# Drehender Hintergrund alà Hey Mama



## epsias (16. November 2004)

Hallo,

ich soll für einen Tanz einen Hintergrund basteln der mit einem Beamer an die Wand projeziert wird.

Dieser Hintergrund soll (sich kontinuierlich drehen) wie die der Hintergrund am Anfang im Musikvideo "Hey Mama" von den Black Eyed Peas. Ist dies mit Photoshop möglich oder ist dies ohne weiteres nicht realisierbar?

Falls nicht mit Photoshop, welches andere Program?

Schonmal in riesen Dankeschön

Hier noch das Bild welches animiert werden soll:


----------



## Terrabug (16. November 2004)

Einfach in IamgeReady laden und dann imer weiter drehen(STRG+T)


----------



## Martys (16. November 2004)

Soll nur der Hintergrund an die Wand geworfen werden?
Dann würde ich dies in Flash machen. Sollte relativ einfach sein.

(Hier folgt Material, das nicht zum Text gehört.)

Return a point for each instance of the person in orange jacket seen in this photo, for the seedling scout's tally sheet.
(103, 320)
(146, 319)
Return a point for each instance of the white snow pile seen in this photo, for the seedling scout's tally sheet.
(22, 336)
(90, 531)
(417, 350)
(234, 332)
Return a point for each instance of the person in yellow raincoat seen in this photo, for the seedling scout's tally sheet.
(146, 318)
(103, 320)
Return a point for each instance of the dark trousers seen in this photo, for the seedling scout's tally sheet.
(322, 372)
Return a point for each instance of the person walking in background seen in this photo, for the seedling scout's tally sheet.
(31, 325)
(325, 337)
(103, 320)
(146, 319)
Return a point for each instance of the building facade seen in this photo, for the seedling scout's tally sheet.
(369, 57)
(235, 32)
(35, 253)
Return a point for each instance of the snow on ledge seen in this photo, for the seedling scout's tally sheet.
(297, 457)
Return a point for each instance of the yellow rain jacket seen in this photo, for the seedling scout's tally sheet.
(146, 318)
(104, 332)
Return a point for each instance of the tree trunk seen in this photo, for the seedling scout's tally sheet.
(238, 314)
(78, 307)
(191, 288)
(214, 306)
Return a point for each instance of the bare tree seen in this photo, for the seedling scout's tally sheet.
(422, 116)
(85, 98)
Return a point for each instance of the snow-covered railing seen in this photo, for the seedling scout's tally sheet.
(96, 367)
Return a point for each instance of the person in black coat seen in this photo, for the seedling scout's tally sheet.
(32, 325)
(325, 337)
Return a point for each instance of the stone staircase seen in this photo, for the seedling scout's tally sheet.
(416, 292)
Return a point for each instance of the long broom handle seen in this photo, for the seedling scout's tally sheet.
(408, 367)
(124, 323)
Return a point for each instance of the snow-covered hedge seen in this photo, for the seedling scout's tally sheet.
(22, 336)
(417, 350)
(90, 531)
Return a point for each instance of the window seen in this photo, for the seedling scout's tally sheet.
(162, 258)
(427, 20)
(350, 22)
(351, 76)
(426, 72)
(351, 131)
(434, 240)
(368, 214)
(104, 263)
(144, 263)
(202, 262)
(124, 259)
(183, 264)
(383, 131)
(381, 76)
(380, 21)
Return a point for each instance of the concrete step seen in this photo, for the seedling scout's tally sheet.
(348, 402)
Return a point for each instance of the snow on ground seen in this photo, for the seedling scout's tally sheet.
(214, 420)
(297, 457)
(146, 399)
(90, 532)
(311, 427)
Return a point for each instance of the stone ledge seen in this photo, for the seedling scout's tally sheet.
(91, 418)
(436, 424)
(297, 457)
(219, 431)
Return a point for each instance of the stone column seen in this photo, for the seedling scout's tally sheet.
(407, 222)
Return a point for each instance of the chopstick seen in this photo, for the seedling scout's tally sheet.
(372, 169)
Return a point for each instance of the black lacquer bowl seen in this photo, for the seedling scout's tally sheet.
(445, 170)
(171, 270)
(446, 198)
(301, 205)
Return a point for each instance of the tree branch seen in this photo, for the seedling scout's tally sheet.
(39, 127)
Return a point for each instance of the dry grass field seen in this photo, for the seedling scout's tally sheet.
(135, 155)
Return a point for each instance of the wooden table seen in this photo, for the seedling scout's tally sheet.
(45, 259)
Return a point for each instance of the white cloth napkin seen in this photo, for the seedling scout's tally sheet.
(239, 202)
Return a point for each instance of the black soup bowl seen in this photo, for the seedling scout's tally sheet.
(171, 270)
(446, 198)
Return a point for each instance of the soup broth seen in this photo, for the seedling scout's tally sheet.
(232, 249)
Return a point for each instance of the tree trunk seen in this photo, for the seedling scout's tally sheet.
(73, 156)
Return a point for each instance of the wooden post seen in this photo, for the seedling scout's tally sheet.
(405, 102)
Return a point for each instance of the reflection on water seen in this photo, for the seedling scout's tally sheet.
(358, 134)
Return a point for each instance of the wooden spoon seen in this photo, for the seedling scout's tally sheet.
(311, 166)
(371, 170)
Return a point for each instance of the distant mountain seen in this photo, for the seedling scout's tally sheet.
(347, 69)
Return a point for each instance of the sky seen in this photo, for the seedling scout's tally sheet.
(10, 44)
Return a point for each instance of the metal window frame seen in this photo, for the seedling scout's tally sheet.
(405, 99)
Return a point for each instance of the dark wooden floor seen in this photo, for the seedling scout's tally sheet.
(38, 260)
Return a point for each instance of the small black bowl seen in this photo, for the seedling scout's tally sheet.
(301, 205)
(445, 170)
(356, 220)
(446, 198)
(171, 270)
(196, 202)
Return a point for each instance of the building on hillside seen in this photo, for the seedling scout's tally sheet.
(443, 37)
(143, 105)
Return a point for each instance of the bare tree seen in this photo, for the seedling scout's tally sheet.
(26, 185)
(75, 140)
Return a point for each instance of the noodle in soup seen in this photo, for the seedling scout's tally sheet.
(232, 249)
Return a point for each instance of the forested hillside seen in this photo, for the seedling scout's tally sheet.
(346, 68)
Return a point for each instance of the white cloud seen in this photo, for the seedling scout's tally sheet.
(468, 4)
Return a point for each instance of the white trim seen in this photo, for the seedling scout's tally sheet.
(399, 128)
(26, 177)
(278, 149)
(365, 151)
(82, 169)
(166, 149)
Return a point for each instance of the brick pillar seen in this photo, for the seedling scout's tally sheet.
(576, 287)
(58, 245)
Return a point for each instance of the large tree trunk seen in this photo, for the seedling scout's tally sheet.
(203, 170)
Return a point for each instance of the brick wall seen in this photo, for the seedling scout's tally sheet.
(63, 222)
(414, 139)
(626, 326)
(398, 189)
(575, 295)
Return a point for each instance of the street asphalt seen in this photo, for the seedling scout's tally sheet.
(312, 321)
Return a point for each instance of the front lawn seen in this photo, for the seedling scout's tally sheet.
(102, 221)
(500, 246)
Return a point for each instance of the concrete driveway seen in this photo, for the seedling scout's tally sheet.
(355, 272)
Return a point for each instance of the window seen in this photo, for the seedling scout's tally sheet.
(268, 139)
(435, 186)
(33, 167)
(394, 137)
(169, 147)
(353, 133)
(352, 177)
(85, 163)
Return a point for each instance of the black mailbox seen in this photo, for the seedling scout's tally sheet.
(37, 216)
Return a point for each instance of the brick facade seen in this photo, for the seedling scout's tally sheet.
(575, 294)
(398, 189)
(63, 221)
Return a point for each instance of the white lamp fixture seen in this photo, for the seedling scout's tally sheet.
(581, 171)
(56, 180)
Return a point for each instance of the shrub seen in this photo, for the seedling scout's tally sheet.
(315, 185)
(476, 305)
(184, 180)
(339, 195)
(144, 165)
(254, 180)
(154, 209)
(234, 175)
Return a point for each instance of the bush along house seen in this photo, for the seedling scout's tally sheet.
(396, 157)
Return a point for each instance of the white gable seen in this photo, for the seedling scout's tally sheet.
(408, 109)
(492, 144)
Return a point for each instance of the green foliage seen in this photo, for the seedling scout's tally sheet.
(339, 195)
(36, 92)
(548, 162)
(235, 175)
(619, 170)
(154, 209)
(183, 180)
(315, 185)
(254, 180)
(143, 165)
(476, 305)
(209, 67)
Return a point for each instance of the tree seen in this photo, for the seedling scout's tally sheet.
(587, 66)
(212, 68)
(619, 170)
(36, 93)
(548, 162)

Beschreibe Dein Vorhaben doch mal etwas genauer.


----------



## McAce (16. November 2004)

Mach den Hintergrund in PS und dann machst du ein gif mit Image Ready, bin leider nicht
so bewandert in IM aber hier gibt´s bestimmt genug die wissen wie´s geht.


----------



## Sebastian Wramba (16. November 2004)

In Photoshop alleine kannst du den Hintergrund nicht drehen lassen. Man kann in Photoshop keine animierten Bilder erstellen. Alternativen dazu wären das mitgelieferte ImageReady, Macromedia Flash oder Videoschnitt/-design-Programme à la Adobe Premiere, etc.


----------



## epsias (16. November 2004)

Danke für die zahlreichen Antworten.

Hier die genauere Beschreibung:

Den Hintergrund den ich oben angehängt habe möchte ich mit Hilfe von einem Beamer an eine weiße Wand projezieren. Es soll allerdings nicht nur eine sich drehende Scheibe werden sondern durch den unteren und oberen dunklen Bereich soll der eindruck von "3d" entstehen. Auch soll sich die Scheibe nicht um den Mittelpunkt drehen sondern der Punkt ist etwas nach oben versetzt.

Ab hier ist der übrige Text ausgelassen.